When it comes to dying, it can be unpredictable and last only a few minutes, or you can see it coming from a distance and it’ll last months or even years. It’s always hard to lose a loved one. What I can’t decide is if it’s harder to lose someone without notice or if it’s harder to watch someone fight that battle and lose every single day.
I’ve known people who have died unexpectedly. It always leaves behind a plethora of “would’ve, could’ve, should’ve,” and sometimes, a lifetime of regret. When was the last time we saw them? What was the last thing we said to them? Losing someone unexpectedly comes with a lot of uncertainty.
Recently, I’ve known what it’s like to watch a loved one die. My grandmother was recently admitted to in-home hospice care. She’s losing her battle with cancer – one that started nearly three years ago. Three years of cancer slowly killing her body. Three years of constantly feeling ill and being in pain, and toughing it out through cancer treatments. I had just seen her three weeks prior, and she seemed to be doing fine.
And then suddenly, she wasn’t. I sat by her side for the first weekend she was in hospice. We all did. We did what we could to make her comfortable. There were close calls, yet all we could do was wait. It was coming to terms with what was inevitably going to happen, but still waiting to suffer.

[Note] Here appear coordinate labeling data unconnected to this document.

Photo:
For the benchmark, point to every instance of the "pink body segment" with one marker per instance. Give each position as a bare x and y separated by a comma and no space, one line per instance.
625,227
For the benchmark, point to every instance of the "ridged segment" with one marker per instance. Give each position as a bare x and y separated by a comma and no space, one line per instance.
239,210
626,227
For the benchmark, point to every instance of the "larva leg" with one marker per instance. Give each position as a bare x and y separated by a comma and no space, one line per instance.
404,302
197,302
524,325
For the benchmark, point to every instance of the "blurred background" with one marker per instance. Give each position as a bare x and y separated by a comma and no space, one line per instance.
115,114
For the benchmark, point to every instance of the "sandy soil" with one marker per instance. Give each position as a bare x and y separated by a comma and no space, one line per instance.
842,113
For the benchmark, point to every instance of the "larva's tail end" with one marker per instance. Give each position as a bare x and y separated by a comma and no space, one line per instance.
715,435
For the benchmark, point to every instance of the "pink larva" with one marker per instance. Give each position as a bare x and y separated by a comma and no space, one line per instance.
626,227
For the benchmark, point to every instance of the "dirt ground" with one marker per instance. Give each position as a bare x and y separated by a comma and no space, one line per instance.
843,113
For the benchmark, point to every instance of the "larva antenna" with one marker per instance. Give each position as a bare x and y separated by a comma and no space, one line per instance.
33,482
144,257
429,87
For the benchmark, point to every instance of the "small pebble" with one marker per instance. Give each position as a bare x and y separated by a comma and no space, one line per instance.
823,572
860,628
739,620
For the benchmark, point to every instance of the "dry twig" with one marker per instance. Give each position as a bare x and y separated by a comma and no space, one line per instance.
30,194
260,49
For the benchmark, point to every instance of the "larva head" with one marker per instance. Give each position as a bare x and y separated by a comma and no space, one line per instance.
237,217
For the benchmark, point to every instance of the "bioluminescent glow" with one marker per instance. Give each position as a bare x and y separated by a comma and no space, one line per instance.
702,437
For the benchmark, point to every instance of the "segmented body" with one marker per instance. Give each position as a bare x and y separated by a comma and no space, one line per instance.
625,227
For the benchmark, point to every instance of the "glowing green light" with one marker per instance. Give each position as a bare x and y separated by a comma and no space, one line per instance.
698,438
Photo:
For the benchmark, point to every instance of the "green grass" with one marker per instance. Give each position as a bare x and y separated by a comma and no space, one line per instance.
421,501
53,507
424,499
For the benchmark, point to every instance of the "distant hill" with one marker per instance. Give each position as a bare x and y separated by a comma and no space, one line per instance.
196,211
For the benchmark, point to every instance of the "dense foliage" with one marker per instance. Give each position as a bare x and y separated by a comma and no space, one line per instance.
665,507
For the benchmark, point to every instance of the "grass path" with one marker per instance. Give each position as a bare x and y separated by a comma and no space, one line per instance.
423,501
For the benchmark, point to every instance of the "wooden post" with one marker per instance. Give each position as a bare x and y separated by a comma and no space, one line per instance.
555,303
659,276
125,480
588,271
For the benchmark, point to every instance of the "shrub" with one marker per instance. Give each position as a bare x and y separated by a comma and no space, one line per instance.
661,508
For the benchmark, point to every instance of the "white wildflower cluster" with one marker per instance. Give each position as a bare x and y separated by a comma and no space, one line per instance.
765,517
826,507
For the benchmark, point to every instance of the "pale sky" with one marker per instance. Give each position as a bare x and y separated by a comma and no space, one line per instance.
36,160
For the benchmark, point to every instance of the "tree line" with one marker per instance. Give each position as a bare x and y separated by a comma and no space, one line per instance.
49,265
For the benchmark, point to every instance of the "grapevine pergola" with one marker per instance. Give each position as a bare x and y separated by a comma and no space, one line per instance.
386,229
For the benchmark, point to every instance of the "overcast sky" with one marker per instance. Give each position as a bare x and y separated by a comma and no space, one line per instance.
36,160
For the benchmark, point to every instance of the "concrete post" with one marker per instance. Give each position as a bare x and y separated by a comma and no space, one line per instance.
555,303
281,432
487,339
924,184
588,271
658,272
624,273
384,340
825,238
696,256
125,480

It’s like when you stub your toe on the corner of the table; you don’t quite feel the pain right away, but you know it’s coming. It was going home for a week, hoping she would make it to the next weekend, yet not wanting her to suffer – hoping to see her one last time. Each time, I became more and more selfish, negotiating to whatever gods would listen that I would have one more time.

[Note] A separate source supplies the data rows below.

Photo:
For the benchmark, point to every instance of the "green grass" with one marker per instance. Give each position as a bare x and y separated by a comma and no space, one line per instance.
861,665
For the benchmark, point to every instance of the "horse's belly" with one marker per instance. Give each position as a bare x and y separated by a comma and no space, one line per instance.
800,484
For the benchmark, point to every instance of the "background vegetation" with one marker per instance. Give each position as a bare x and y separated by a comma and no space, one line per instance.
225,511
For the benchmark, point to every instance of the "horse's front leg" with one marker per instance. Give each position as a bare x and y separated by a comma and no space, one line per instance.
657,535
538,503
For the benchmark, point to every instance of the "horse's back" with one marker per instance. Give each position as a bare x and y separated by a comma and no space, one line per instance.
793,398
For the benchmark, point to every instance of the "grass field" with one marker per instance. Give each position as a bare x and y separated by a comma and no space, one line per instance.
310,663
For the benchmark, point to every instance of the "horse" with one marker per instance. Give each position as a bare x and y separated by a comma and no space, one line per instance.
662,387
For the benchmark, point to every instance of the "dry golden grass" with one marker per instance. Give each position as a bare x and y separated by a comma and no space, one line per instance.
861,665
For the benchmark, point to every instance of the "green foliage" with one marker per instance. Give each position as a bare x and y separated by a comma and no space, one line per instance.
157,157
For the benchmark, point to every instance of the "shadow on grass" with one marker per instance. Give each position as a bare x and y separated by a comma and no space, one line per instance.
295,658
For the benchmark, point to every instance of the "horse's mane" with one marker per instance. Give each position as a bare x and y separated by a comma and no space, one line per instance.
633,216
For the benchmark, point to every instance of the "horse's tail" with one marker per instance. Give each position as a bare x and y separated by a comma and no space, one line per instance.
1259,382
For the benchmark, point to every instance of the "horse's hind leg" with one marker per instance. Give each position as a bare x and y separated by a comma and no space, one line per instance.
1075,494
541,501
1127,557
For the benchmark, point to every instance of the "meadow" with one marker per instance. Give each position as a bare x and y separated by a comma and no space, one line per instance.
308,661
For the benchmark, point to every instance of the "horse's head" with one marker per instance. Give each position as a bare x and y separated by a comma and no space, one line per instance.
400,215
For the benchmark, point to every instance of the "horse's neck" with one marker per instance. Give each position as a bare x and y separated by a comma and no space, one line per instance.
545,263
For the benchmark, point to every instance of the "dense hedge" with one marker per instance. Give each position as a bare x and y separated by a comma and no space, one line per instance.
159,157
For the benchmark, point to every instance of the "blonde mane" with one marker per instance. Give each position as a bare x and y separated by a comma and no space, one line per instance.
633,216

The thing about dying is that it isn’t something that you can put off. It’s not something that will just go away if you quit thinking about it, and it’s certainly not something you can say, “I’ll take care of it tomorrow.” Whether you’re prepared or not, it’s going to happen, and on its own terms, too. It’s not something you can negotiate, and even when you want it to come, it still won’t listen.
I kept waiting to get that phone call or text message telling me that she didn’t make it through the night. It was a band-aid that I wanted to rip off but still wasn’t ready to. I hated seeing her struggle the way she had, yet it was hard to imagine a life without her in it. I wanted to tell her that if she was ready to let go, then it was okay to let go.

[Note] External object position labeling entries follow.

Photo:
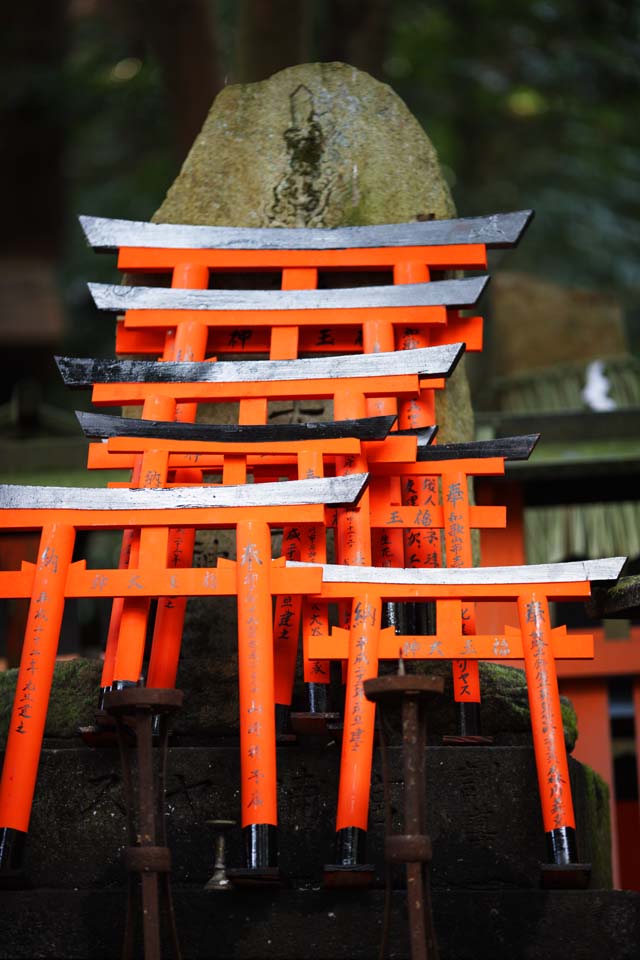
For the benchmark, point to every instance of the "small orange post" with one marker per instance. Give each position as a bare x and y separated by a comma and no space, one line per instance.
255,675
359,716
459,553
35,676
548,734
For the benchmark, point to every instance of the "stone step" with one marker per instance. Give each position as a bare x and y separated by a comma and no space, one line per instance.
331,925
483,815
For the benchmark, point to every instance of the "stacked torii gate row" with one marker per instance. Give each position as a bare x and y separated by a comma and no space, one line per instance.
252,510
268,460
347,380
409,251
231,459
531,587
310,321
252,383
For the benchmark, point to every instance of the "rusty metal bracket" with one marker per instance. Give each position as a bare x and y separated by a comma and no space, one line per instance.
147,855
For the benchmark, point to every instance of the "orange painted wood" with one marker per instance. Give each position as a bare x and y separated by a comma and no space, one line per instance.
26,727
359,714
200,518
590,699
312,340
454,256
322,317
546,715
451,644
258,787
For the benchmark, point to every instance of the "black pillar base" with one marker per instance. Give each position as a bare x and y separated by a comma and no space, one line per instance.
12,874
349,869
469,728
564,872
261,857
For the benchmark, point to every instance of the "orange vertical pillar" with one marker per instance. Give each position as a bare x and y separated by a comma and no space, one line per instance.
458,551
357,740
590,699
190,344
35,676
258,789
548,734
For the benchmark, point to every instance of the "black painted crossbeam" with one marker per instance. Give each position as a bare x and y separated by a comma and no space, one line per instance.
427,362
102,426
511,448
499,230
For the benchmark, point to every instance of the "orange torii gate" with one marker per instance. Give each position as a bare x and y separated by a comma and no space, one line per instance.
454,463
348,380
233,454
172,325
268,460
176,326
252,510
536,642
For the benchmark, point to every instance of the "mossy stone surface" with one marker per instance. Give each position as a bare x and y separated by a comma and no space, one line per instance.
315,145
73,702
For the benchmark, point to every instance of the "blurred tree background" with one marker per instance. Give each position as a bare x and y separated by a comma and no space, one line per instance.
530,103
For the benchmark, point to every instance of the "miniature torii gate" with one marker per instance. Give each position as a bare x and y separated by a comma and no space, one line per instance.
409,251
536,642
173,326
234,455
254,578
348,380
481,458
184,445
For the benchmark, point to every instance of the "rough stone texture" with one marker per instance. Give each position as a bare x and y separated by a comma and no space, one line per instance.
210,686
74,696
536,324
317,925
316,145
483,815
320,145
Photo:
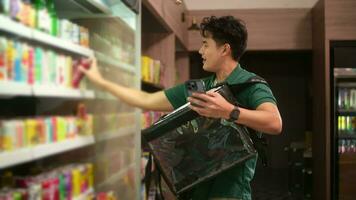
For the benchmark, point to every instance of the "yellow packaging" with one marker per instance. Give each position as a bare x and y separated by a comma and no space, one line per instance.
61,129
69,69
76,182
145,73
90,175
8,138
3,69
31,134
10,58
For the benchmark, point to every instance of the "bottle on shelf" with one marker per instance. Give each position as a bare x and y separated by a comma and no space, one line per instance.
3,59
54,19
43,21
78,75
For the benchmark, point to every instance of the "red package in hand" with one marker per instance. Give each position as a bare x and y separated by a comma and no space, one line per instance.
78,75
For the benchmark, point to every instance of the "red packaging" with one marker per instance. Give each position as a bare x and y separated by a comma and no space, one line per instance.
78,75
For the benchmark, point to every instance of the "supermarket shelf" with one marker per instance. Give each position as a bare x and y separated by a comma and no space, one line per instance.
15,89
347,135
115,177
346,111
85,195
117,133
346,85
105,96
22,89
108,60
56,91
10,26
19,156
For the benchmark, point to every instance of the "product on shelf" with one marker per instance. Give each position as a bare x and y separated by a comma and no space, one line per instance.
347,146
347,124
78,75
3,69
150,70
64,182
43,20
84,36
23,63
113,47
347,98
19,133
106,196
41,14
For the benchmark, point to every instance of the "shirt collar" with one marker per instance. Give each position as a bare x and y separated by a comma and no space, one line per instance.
233,76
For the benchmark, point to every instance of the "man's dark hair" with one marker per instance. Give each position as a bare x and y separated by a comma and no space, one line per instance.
226,29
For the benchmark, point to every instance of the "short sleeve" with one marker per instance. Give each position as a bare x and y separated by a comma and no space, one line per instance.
260,93
176,95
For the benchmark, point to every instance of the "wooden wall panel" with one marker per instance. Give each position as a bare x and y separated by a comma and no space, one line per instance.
332,20
321,176
340,19
269,29
170,15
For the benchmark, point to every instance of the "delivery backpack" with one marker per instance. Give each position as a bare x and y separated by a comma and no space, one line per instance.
189,149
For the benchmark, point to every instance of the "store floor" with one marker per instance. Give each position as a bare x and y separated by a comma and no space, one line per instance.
272,184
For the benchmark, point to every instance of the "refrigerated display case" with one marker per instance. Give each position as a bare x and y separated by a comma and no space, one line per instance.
343,121
50,128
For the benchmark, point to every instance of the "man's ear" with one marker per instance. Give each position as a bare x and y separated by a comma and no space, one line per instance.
227,48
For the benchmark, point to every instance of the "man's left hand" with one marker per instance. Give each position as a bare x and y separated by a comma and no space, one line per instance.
210,104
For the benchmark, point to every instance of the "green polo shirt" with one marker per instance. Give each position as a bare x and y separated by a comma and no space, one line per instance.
235,182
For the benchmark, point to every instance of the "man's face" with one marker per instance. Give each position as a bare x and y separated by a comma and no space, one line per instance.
211,54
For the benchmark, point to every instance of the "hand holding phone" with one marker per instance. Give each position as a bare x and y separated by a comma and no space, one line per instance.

What you don’t realize until it happens is that even if you had weeks or months or years to prepare, it doesn’t hurt any less to lose someone you love. If anything, you gain comfort from knowing they’re in a better place surrounded by other deceased loved ones where they aren’t feeling any pain. But at the same time, the pain of loss is extended the entire duration of their illness. You begin to grieve before you even have anything to grieve because you know that you will eventually have to. You try to soften the blow before it happens so maybe, just maybe, it won’t hurt as much when you actually feel it.
The reality of losing someone after watching them slowly die is that you’ll still feel empty. You’ll still feel numb. You might even still feel a sense of unfairness. Watching someone you love die is one of the hardest things you may ever do. There were times when I sat on my couch and cried and thought about how hard this was. “Man, this is fucking hard,” I’d say to myself. It was harder than battling depression. It was harder than the toughest exam I ever took in college. And at times, I honestly didn’t know how I was going to make it through.
But what helps is making those last days count. Fill it with all of the laughter that you can. They’re still with you. They haven’t gone yet. Don’t grieve until you have something to grieve. Make their last days comfortable and filled with joy, not a feeling of somber. Be honest and talk about what’s to come. They aren’t oblivious to the fact that they’re dying, so you certainly don’t have to act like it.
You’ll get the closure you need. You’ll know your days with them are numbered, so you’ll be able to make them count. Nothing has to go unsaid because you have the opportunity to say it. Tell them you love them, and more importantly, show them. Life is so unbelievably precious and can be gone in an instant. But the most important thing to remember? It isn’t goodbye; it’s “see you later.”